Today’s workshop, “Assessment and Treatment of Child and Adolescent Trauma: The Trauma Systems Therapy Approach,” was interesting, informative and long overdue. Dr. Adam Brown from the NYU Child Study Center was able to squeeze over 20 years of trauma theory research and state-of-the-art intervention techniques into 3 hours. Aside from the useful information that he presented, his workshop was fun. Somehow he managed to inject humor into a very serious topic. For the most part, the audience was attentive and remained interested throughout the Workshop. I’ll talk about my pet-peeve – distracting and irrelevant questions later.
Dr. Brown mentioned that the use of the word “trauma” in behavioral health treatment is a relatively new concept. He said that the word was not common during his training as a psychologist. When I thought about this, I agreed. In my almost 40 years in the field (I look younger in the photo), I only began to hear of “trauma informed treatment” about 15 years ago. The behavioral health field is a slow learner. After listening to Dr. Brown, It now makes sense to look to traumatic events as the cause of behavioral problems with many children and adolescents. It also makes sense to link treatment closely with the trauma.
There were two definitions of “trauma” presented by Dr. Brown. Both suggested that the traumatic event or series of events was greater than the individual’s adaptive coping mechanisms, leading to emotional and/or behavioral dysregulation in the presence of trauma reminders. In other words, “Post Traumatic Stress Disorder” symptoms occur. PTSD includes re-experiencing the event (intrusive thoughts), avoiding similar feelings or situations (memory lapses or detachment), uncontrolled emotional arousal (sleep problems or angry outbursts). Dr. Brown pointed out that some children and adolescents are more resilient than others in the face of trauma. These individual may not suffer PTSD to the same degree as more vulnerable children. He said that factors including supportive parents, higher intelligence, a safe social environment, and no history of previous trauma are factors that may mitigate the negative effects of trauma later in life.

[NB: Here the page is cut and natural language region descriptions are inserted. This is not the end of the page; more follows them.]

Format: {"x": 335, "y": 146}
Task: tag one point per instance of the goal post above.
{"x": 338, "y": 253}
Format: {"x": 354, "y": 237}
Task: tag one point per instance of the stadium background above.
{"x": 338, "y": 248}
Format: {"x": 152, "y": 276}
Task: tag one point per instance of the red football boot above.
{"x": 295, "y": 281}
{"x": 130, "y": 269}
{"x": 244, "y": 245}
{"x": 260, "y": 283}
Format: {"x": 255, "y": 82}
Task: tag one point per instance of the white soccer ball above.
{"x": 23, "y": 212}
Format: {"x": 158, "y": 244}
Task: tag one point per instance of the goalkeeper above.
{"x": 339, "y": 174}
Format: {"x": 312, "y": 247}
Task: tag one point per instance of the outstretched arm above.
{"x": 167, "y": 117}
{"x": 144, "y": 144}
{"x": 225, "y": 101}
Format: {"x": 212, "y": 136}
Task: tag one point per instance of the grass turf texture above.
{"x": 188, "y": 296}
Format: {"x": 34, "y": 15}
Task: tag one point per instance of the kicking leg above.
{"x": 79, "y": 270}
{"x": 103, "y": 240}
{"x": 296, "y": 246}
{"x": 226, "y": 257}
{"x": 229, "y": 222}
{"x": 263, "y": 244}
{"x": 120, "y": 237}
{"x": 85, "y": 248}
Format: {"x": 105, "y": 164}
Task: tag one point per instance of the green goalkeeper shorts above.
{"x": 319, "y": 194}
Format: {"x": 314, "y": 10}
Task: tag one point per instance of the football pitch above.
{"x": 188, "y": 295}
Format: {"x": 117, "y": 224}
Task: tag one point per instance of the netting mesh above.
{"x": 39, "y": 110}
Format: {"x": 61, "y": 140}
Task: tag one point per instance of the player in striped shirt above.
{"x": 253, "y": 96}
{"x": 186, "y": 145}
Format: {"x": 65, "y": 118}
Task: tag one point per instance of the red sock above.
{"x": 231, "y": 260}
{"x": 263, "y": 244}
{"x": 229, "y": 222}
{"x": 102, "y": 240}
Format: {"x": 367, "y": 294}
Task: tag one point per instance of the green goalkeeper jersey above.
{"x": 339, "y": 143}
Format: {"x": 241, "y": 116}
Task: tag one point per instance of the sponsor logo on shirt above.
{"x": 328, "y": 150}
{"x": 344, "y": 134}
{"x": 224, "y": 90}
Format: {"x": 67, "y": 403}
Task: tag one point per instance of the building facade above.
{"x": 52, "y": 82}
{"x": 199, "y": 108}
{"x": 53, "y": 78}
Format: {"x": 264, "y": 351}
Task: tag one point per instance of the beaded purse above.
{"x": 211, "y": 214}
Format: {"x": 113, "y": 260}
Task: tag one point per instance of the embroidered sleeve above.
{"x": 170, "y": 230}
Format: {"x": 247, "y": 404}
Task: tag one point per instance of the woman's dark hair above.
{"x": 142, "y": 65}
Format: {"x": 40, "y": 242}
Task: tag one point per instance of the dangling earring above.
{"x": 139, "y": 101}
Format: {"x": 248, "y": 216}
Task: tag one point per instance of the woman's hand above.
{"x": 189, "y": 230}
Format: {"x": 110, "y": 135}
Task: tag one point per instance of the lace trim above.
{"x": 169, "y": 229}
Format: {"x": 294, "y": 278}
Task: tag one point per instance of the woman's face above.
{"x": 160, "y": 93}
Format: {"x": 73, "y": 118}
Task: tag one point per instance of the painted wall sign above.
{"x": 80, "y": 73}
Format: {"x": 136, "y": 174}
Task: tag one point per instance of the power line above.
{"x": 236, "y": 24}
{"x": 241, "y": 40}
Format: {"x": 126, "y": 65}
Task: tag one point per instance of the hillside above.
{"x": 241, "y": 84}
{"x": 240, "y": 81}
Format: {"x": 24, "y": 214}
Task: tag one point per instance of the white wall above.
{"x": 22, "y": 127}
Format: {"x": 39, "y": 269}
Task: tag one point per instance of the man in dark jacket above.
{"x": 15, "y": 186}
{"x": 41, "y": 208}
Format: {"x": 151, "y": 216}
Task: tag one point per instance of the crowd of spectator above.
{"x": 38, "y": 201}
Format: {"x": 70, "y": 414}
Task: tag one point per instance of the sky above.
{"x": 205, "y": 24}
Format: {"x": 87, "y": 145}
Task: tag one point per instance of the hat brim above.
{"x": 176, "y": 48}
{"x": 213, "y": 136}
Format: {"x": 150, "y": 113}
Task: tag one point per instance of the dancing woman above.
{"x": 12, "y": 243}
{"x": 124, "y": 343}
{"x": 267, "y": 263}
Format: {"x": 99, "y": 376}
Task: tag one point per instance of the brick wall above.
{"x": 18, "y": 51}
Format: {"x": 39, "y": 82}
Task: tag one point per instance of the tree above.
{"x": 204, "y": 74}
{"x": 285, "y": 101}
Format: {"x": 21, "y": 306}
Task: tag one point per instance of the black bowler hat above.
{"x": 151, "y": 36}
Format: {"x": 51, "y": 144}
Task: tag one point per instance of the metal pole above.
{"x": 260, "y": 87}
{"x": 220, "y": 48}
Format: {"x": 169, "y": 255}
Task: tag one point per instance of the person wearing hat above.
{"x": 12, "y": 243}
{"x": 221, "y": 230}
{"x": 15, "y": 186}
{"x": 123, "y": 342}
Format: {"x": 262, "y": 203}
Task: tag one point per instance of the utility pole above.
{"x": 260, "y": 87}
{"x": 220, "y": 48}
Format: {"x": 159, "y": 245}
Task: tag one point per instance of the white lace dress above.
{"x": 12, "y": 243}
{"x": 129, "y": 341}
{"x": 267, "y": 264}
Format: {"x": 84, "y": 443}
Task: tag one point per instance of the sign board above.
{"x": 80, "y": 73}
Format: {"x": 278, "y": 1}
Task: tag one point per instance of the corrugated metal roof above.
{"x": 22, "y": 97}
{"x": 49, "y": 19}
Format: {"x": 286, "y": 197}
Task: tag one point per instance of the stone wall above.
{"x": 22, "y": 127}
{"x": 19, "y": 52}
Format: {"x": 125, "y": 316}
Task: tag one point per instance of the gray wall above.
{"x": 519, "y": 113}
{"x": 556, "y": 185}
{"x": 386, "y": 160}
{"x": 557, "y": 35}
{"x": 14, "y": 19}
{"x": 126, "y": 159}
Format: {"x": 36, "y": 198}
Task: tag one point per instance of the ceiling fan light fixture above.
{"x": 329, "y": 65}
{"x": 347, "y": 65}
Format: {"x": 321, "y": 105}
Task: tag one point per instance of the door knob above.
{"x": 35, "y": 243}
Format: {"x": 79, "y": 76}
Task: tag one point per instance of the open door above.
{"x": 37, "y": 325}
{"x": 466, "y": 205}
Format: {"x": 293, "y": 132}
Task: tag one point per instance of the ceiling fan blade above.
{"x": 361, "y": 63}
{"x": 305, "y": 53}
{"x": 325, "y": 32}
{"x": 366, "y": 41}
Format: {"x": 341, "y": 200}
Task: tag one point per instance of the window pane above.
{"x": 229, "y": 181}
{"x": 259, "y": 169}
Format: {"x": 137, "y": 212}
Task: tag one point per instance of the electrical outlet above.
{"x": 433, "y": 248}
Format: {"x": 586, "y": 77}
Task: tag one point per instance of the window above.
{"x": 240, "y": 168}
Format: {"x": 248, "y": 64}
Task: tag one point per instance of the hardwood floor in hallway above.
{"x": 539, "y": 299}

During the first half of the workshop, Dr. Brown discussed the full impact of early trauma on the developing child. Aside from the obvious physical damage to the brain with traumatic brain injury, Dr. Brown presented research showing brain structure changes as a result of mental health trauma. The continued impact on the development of the child from non-physical trauma was irrefutable. The bottom line is that psychological trauma in childhood and adolescents can have a life-long negative consequence for the individual and society without adequate treatment.
Today’s workshop was also focused on the Trauma Systems Therapy (TST) approach to treatment. Dr. Brown’s discussion of this intervention technique was clear. This approach is research based with many publications to support its effectiveness. This is a “Team” approach to treatment . The team includes the family, psychopharmacology, psychotherapy, home based and community support, and legal advocacy.
From a very simplistic point of view, this technique appears to have evolved nicely from multiple schools of thought. While there may be little new in the elements of the treatment, the “genius” is in the collaborative use of several intervention strategies in this model. Dr. Brown stated that “Success stands or falls on whether a treatment alliance can be formed.” He also stressed that the treatment equation includes the need to treat the child and the social environment/system-of-care. The goals of TST treatment are: 1. Maintain a Regulating State. 2. Prevent Re-experiencing States. 3 Build Cognition to Allow Choices.
Although Dr. Brown was successful in meeting his goals for this workshop, I would have liked more discussion on the use of the TST model. He ran out of time and had to rush through the last 15-20 minutes.
Now for my pet-peeve: distracting and irrelevant questions. During the first 30 minutes of today’s workshop, I counted 11 questions or lengthy statements from participants. Four were simply showing off by clinicians. Five questions were deferred by Dr. Brown because they were to be discussed later in the presentation. Two were relevant to the moment. I knew after 30 minutes that Dr. Brown would not complete his 57 pages of slides in the handout.
Suggestions! 1. Perhaps participants who wish to make lengthy statements about their own practice should be reminded at the beginning of the workshop that the participants paid a fee to hear the presenter, not them. 2. Perhaps the presenters should be encouraged to provide a quick overview of the topics so that the participants don’t ask lengthy questions about topics that will be addressed later. 3. Perhaps the participants should be reminded to review the handouts for all topics to avoid distracting the presenter with unnecessary questions.